Hiszpan uważa, ze trener Manchesteru United jest "zdenerwowany i przestraszony" liderów Barclays Premier League.
- Może jest troszkę przestraszony. Przez ostatnich 20 lat nikt nie doważył się tego powiedzieć a możliwe, ze wielu ludzi myśli podobnie jak ja. Nie wstydzę się, ze to powiedziałem - mówi Benitez.
- Gwarantuję, że wielu ludzi przysyła wiele wiadomości, nie tylko do mnie lecz także do reszty sztabu. Dziękują mi za to co powiedziałem.
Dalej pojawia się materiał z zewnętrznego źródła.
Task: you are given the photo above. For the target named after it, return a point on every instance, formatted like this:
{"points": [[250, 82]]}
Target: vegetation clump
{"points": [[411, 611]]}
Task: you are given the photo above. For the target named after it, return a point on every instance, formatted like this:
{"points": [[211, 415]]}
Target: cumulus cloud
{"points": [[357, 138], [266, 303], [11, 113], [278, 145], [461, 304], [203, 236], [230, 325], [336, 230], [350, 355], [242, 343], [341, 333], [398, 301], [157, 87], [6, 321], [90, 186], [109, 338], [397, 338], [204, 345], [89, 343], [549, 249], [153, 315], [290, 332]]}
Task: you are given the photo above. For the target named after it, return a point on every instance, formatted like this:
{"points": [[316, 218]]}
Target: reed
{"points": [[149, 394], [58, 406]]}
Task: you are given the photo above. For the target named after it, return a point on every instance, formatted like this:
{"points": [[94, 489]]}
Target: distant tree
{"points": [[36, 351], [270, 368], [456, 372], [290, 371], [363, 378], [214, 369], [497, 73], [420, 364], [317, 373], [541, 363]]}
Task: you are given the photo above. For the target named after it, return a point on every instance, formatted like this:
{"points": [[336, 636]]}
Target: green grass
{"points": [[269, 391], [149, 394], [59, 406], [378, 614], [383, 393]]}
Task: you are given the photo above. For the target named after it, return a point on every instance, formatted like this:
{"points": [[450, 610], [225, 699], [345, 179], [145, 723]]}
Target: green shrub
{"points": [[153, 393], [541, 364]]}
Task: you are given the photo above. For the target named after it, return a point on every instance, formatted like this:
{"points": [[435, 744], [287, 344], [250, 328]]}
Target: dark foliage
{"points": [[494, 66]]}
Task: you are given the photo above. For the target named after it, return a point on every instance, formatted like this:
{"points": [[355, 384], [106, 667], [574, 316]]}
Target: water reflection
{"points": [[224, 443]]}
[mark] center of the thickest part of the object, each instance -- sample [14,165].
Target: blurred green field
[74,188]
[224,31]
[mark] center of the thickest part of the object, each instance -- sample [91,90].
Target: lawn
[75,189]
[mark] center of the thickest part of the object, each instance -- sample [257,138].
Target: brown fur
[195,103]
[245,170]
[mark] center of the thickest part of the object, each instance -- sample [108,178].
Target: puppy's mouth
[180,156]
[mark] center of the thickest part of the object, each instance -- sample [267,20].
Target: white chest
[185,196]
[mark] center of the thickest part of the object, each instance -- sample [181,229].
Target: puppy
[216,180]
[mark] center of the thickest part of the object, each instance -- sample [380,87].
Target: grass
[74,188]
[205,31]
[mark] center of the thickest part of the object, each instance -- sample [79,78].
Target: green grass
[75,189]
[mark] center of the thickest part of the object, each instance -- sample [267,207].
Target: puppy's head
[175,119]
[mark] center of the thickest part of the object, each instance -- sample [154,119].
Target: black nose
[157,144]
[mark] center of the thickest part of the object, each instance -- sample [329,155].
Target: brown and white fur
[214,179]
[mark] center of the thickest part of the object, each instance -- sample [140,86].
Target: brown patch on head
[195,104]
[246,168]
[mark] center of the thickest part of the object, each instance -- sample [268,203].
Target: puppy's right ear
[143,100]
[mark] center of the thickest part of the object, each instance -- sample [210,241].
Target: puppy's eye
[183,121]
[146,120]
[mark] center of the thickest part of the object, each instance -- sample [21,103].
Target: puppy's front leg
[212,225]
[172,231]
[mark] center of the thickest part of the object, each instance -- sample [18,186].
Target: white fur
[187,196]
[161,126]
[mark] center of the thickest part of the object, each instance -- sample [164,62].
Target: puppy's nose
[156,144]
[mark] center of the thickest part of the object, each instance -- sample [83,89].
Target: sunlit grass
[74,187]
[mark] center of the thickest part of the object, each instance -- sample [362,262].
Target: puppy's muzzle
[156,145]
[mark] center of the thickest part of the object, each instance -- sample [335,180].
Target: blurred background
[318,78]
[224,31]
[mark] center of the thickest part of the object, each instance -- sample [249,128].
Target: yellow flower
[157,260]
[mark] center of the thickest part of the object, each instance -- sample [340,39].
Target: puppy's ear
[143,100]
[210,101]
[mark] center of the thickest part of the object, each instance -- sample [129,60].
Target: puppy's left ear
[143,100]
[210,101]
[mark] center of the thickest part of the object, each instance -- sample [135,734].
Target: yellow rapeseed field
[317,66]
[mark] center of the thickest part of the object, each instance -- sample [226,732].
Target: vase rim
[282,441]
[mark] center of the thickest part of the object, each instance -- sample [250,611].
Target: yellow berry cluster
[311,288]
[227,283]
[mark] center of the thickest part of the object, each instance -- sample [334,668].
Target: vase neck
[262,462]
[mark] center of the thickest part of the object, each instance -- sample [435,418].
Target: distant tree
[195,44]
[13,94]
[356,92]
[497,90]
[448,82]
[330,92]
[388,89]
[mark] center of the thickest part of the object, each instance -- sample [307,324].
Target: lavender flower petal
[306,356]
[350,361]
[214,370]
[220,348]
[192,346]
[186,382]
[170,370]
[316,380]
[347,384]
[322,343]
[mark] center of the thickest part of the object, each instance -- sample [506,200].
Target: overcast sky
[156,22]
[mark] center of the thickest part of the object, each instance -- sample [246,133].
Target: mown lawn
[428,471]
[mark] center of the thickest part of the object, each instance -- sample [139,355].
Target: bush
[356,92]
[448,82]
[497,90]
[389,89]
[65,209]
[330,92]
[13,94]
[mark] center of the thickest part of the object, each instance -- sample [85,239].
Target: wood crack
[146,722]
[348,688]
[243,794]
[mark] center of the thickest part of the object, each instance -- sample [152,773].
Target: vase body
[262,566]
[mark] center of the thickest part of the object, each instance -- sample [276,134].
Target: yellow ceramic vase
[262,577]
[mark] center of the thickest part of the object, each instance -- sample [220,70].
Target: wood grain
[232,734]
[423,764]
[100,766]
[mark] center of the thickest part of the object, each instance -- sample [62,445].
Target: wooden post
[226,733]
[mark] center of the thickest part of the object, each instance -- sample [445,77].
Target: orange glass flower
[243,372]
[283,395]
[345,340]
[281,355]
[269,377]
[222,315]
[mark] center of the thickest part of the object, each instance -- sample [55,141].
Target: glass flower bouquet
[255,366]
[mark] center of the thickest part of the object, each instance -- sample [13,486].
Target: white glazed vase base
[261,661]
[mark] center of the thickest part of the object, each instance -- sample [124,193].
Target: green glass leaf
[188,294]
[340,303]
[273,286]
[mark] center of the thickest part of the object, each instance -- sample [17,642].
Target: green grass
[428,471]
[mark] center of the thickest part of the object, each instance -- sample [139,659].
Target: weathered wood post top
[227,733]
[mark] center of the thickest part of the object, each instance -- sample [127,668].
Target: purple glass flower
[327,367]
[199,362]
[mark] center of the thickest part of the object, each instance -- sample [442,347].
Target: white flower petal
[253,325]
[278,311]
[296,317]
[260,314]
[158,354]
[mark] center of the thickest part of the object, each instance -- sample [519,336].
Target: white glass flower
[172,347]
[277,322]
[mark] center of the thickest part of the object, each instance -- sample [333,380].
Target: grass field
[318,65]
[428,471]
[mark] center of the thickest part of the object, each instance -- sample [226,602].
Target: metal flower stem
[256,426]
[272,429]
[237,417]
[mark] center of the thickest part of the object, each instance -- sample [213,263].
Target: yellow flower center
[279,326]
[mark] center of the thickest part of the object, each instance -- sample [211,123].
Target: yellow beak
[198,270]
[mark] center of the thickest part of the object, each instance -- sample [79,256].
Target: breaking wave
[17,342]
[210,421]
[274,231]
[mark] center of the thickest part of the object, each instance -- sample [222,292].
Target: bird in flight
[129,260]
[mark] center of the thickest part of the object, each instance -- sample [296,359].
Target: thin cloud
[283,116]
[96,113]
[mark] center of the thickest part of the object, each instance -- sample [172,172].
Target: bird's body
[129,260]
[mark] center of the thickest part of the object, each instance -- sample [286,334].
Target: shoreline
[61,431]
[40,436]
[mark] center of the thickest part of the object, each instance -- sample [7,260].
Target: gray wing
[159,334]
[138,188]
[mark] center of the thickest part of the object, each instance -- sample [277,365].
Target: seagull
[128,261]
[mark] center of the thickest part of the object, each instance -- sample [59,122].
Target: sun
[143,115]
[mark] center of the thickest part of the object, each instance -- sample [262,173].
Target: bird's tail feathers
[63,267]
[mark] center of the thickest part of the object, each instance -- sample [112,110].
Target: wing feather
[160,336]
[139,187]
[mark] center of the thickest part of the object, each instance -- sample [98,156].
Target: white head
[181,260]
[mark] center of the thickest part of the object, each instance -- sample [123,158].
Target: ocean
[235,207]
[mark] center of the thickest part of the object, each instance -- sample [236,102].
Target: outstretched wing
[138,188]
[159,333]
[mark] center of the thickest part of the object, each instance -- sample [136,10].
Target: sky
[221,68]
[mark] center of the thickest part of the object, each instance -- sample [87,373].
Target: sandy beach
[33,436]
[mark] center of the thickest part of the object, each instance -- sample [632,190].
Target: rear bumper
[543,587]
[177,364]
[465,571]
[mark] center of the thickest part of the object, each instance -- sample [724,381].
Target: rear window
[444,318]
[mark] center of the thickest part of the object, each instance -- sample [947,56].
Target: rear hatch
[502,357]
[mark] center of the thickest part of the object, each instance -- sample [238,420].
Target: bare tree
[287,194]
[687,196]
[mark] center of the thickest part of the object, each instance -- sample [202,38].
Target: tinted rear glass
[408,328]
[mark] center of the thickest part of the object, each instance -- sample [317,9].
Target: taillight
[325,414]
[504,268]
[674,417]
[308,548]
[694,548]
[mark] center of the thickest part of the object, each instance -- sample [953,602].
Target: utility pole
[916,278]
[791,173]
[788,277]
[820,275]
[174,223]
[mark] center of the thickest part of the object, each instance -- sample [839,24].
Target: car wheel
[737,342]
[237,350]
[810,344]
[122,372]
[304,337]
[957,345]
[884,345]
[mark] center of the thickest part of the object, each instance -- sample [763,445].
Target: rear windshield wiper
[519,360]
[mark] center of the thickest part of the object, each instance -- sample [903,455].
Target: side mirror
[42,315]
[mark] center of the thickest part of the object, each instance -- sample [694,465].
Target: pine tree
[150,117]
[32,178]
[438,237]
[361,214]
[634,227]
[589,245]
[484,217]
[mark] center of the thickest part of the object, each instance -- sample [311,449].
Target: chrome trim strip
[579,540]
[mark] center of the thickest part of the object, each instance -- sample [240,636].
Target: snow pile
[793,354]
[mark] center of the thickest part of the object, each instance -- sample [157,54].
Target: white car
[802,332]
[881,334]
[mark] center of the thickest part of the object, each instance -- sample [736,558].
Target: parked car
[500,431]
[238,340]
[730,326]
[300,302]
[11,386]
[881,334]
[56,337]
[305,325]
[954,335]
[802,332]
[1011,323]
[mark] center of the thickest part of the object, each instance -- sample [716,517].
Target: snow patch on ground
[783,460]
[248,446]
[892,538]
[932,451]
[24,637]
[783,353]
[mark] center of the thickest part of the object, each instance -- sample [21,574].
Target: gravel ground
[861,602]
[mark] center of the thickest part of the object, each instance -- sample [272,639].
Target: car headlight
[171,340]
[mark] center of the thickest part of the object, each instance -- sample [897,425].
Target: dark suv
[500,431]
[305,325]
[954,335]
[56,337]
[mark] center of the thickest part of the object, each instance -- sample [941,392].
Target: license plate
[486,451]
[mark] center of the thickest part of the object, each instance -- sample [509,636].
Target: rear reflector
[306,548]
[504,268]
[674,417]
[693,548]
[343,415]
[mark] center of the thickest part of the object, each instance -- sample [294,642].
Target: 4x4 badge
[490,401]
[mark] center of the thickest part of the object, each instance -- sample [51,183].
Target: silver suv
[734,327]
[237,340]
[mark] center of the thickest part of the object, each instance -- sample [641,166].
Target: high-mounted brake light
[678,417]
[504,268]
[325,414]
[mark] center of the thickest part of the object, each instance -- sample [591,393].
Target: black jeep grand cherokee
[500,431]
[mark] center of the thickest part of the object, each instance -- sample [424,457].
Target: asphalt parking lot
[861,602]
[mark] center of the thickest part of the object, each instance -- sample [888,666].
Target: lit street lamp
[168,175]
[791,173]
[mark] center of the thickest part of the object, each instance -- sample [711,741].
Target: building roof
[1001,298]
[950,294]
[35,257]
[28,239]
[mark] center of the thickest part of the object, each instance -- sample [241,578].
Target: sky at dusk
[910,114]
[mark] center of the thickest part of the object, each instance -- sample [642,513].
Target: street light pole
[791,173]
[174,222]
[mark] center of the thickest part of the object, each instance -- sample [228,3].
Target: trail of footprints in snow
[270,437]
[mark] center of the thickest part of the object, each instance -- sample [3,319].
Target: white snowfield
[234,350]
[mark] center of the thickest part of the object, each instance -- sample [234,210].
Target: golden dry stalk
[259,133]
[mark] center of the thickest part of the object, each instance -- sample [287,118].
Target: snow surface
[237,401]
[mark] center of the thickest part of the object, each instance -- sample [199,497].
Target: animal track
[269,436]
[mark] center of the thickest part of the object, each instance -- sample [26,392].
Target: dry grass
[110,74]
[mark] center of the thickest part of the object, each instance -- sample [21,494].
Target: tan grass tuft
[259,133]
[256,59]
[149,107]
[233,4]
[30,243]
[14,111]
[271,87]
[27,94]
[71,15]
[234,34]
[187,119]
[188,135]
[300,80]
- Nie myślałem wcześniej co ludzie o tym powiedzą. Myślałem tylko o moim klubie i wypowiedziach Fergusona na temat naszej gry.
Benitez wypowiedział się także na temat spotkania Chelsea i Manchesteru.
- Nie mogę zmienić biegu spotkania więc zostanę w domu, zobaczę to spotkanie w telewizji. To jasne, ze najlepszy dla nas jest remis. Zobaczymy co się stanie. Remis to odpowiedni wynik.
- Znam Fergusona, ludzie mówią, ze on zaczyna wojnę psychologiczna. Jest na to za wcześnie. On za dużo mówi o Liverpoolu. Powinien zająć się swoja drużyną i jej problemami.